Another valuable upside to including life insurance as a part of retirement planning is the long-term care benefits it can provide. Certain life insurance policies offer riders that allow policyholders to draw on their death benefits to cover long-term care costs. In some cases, the benefits provided for long-term care are tax-free.
The Downsides Of Life Insurance In Retirement Planning
Cost is the most glaring downside to life insurance as an investment. Policies that provide the best benefits, such as permanent life insurance, require higher costs than policies like term life, which only provide benefits for a set period. Riders that provide long-term care benefits also add to the costs.
Premiums for life insurance also generally increase with the policyholder’s age. With some permanent policies, the amount policyholders must pay in premiums can increase annually.

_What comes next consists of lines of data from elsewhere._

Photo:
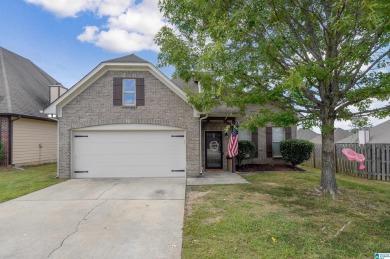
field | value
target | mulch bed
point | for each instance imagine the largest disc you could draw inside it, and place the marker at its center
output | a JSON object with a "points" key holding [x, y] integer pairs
{"points": [[267, 167]]}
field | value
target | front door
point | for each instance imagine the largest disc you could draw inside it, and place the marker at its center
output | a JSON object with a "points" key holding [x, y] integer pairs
{"points": [[213, 146]]}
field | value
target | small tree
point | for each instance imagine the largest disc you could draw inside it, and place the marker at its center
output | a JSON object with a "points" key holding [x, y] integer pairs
{"points": [[1, 152], [296, 151], [246, 150]]}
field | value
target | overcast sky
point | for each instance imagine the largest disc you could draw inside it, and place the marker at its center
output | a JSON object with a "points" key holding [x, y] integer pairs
{"points": [[68, 38]]}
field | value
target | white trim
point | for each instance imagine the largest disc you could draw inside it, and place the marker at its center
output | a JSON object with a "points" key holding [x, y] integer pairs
{"points": [[129, 92], [127, 127], [96, 73]]}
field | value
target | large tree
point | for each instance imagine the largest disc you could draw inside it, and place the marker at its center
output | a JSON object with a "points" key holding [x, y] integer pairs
{"points": [[325, 60]]}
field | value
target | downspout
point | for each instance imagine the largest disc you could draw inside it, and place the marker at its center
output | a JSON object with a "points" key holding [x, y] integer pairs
{"points": [[200, 143], [10, 139], [58, 145]]}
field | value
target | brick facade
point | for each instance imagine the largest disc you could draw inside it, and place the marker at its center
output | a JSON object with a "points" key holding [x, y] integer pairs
{"points": [[4, 139], [94, 106], [262, 149]]}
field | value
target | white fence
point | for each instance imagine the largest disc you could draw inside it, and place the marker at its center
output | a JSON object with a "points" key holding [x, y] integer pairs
{"points": [[377, 160]]}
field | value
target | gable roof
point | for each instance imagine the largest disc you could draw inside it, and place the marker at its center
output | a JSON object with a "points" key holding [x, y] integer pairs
{"points": [[306, 134], [127, 59], [24, 87], [378, 134], [126, 63]]}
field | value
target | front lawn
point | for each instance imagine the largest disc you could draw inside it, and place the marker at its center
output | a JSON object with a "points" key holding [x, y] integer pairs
{"points": [[283, 215], [15, 183]]}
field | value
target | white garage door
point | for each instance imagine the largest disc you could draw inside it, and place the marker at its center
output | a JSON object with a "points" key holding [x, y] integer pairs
{"points": [[128, 154]]}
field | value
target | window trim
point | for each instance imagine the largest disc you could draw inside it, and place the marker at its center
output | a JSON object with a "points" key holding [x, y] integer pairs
{"points": [[129, 92], [272, 141]]}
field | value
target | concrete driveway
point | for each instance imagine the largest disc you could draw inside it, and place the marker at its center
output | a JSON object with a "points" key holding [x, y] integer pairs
{"points": [[96, 218]]}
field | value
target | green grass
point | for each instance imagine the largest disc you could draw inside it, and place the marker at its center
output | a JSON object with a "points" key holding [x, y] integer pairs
{"points": [[16, 183], [239, 221]]}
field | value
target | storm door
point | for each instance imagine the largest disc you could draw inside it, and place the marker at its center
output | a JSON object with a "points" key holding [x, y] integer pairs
{"points": [[213, 147]]}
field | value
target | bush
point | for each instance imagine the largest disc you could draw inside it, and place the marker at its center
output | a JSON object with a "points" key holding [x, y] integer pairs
{"points": [[246, 150], [296, 151]]}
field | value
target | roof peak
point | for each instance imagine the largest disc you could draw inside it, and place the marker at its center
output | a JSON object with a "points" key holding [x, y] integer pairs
{"points": [[132, 58]]}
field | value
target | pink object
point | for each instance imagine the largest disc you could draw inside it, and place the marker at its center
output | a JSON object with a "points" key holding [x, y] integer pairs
{"points": [[353, 156]]}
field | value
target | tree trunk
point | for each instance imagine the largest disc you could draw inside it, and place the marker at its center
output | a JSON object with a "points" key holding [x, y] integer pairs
{"points": [[328, 172]]}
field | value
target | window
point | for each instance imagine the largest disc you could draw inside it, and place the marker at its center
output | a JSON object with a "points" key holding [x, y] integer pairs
{"points": [[129, 92], [244, 134], [277, 136]]}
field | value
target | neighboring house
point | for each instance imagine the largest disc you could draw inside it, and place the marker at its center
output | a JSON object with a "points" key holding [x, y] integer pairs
{"points": [[378, 134], [306, 134], [126, 119], [338, 135], [28, 136]]}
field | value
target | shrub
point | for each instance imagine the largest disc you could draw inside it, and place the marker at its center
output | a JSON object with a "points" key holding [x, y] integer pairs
{"points": [[296, 151], [246, 150]]}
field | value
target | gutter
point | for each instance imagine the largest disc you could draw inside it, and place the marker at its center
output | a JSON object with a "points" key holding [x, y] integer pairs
{"points": [[200, 143]]}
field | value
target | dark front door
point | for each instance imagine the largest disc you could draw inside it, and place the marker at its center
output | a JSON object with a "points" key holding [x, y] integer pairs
{"points": [[213, 146]]}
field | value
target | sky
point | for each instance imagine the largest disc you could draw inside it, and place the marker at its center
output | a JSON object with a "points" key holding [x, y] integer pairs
{"points": [[68, 38]]}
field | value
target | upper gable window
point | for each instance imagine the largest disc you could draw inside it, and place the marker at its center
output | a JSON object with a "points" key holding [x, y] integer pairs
{"points": [[129, 92]]}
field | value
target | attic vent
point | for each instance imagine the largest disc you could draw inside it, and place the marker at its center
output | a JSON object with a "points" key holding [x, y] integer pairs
{"points": [[56, 91]]}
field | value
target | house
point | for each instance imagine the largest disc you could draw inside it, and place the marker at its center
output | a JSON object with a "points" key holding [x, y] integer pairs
{"points": [[27, 135], [317, 138], [126, 119], [378, 134], [306, 134]]}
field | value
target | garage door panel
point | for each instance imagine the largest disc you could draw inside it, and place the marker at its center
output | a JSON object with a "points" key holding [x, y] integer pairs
{"points": [[130, 148], [163, 159], [129, 154], [137, 171]]}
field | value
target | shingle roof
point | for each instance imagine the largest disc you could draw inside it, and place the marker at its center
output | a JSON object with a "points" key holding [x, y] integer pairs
{"points": [[378, 134], [127, 59], [306, 134], [193, 85], [24, 87]]}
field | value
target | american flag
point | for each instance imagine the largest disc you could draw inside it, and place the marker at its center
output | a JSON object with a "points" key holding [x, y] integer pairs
{"points": [[233, 143]]}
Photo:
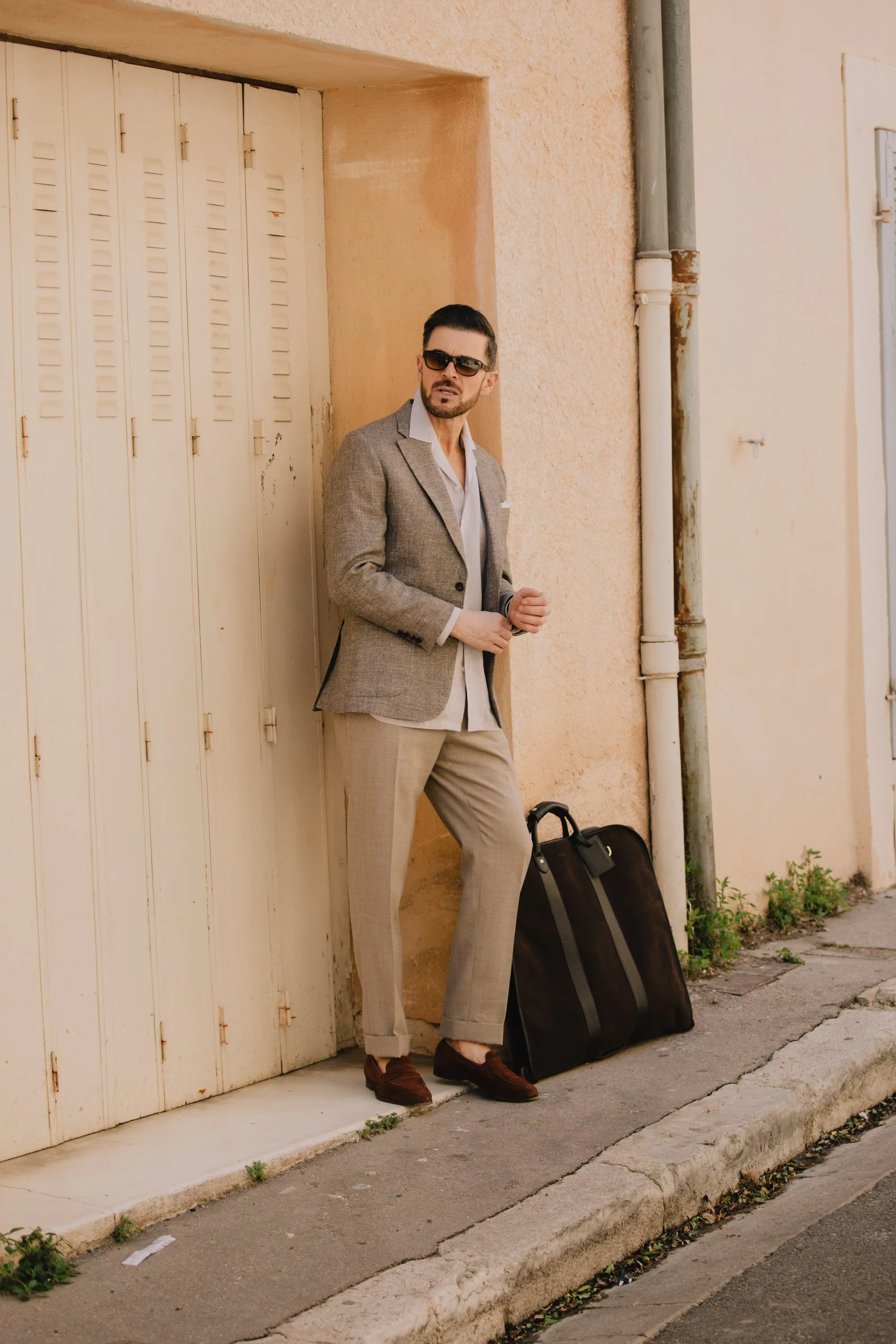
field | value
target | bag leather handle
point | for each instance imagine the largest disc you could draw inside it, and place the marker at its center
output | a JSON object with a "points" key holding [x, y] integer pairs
{"points": [[590, 849]]}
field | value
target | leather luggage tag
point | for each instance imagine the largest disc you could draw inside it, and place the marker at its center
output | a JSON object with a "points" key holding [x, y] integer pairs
{"points": [[594, 855]]}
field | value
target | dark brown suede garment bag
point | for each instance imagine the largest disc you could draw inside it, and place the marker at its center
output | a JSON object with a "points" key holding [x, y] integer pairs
{"points": [[594, 963]]}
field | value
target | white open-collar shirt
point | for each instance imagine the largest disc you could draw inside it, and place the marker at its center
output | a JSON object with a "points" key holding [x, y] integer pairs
{"points": [[469, 689]]}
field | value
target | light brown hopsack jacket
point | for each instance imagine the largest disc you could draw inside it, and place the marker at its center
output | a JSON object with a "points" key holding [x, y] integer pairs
{"points": [[396, 566]]}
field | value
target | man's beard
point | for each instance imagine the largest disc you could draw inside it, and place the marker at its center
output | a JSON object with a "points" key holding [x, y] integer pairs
{"points": [[448, 412]]}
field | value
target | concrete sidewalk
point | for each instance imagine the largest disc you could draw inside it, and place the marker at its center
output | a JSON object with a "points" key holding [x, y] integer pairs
{"points": [[244, 1265]]}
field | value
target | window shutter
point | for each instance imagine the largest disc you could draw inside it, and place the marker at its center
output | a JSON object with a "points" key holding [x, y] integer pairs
{"points": [[887, 252]]}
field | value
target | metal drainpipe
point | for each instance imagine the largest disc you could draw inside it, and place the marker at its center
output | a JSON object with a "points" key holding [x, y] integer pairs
{"points": [[685, 451], [653, 295]]}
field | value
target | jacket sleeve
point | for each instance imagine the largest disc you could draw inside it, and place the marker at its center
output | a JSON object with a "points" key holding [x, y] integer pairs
{"points": [[355, 542]]}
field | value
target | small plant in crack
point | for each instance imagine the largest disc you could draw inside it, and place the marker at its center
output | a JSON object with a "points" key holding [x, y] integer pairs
{"points": [[35, 1264], [125, 1229], [379, 1127]]}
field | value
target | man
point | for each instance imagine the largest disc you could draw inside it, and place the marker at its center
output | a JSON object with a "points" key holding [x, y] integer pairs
{"points": [[416, 531]]}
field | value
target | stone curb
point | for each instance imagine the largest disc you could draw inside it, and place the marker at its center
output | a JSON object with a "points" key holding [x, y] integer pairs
{"points": [[511, 1265], [84, 1234]]}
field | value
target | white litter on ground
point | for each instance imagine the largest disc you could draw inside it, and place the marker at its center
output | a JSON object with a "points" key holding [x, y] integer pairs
{"points": [[139, 1257]]}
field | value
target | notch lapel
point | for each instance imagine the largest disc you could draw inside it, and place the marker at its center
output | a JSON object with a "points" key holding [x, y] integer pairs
{"points": [[493, 541], [420, 459]]}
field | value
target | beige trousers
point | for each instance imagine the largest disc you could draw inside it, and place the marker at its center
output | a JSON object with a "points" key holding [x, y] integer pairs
{"points": [[469, 780]]}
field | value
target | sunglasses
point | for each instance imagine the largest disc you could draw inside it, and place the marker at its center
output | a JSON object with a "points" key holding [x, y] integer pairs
{"points": [[465, 365]]}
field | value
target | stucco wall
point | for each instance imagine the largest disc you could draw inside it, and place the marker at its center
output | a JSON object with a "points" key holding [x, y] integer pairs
{"points": [[417, 166], [790, 761]]}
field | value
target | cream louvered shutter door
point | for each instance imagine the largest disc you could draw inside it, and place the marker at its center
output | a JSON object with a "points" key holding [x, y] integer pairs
{"points": [[124, 925], [276, 189], [167, 910], [54, 590], [887, 252], [240, 801], [172, 710], [23, 1064]]}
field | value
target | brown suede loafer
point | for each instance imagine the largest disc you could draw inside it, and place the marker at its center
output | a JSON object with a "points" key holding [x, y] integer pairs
{"points": [[493, 1078], [401, 1085]]}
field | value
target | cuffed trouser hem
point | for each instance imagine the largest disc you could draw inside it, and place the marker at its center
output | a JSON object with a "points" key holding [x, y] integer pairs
{"points": [[388, 1047], [484, 1033]]}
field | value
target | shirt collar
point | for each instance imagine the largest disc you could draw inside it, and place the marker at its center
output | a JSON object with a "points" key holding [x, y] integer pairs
{"points": [[422, 428]]}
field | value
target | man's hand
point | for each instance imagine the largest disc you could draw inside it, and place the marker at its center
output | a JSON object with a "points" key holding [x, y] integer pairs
{"points": [[530, 609], [487, 631]]}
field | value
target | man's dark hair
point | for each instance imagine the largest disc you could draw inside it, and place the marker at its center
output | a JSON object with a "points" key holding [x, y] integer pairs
{"points": [[461, 318]]}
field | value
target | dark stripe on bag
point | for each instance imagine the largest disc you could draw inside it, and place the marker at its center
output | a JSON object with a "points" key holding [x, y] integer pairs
{"points": [[571, 953]]}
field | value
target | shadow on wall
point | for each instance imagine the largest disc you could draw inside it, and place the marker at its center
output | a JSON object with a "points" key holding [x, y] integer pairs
{"points": [[409, 228]]}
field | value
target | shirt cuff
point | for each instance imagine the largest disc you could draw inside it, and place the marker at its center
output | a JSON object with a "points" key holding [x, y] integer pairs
{"points": [[449, 627]]}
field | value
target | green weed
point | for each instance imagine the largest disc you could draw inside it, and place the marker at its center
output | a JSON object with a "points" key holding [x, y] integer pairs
{"points": [[124, 1230], [715, 937], [35, 1264], [379, 1127], [806, 894]]}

Additionally, the return on investment offered for permanent insurance policies is a fixed rate. While this provides a more predictable return, it can’t compete with the rate of growth long-term investors typically experience in the stock market.
Another downside to using life insurance for retirement investing is a lack of flexibility. With a traditional or Roth IRA, investors have the flexibility to choose from a virtually endless number of investment options. With the majority of insurance policies, however, the choices are extremely limited. This can make it challenging for retirement investors to practice rebalancing, which is a valuable component of a long-term strategy.
Life insurance also provides less flexibility when it comes to accessing funds. Whereas all the funds invested in conventional retirement accounts such as 401(k)s and IRAs become accessible once an investor hits retirement age, the portion of life insurance premiums that go to death benefits typically remains inaccessible during the policyholder’s lifetime.
Complexity is yet another downside of life insurance. A broad range of factors can affect the amount of a policyholder’s premiums, including their age, lifestyle and health conditions. Additionally, premiums can increase annually with certain policies, and because policy costs are variable, it can be difficult for investors to determine the actual return on investment they are receiving.
Life insurance can be a valuable investment tool for retirement savers looking to improve their tax position; however, there are a number of downsides to consider, not the least of which is the potential to significantly increase investment costs. Before adding life insurance to their retirement portfolios, savers should carefully consider each of the pros and cons and evaluate how they could ultimately impact their earnings.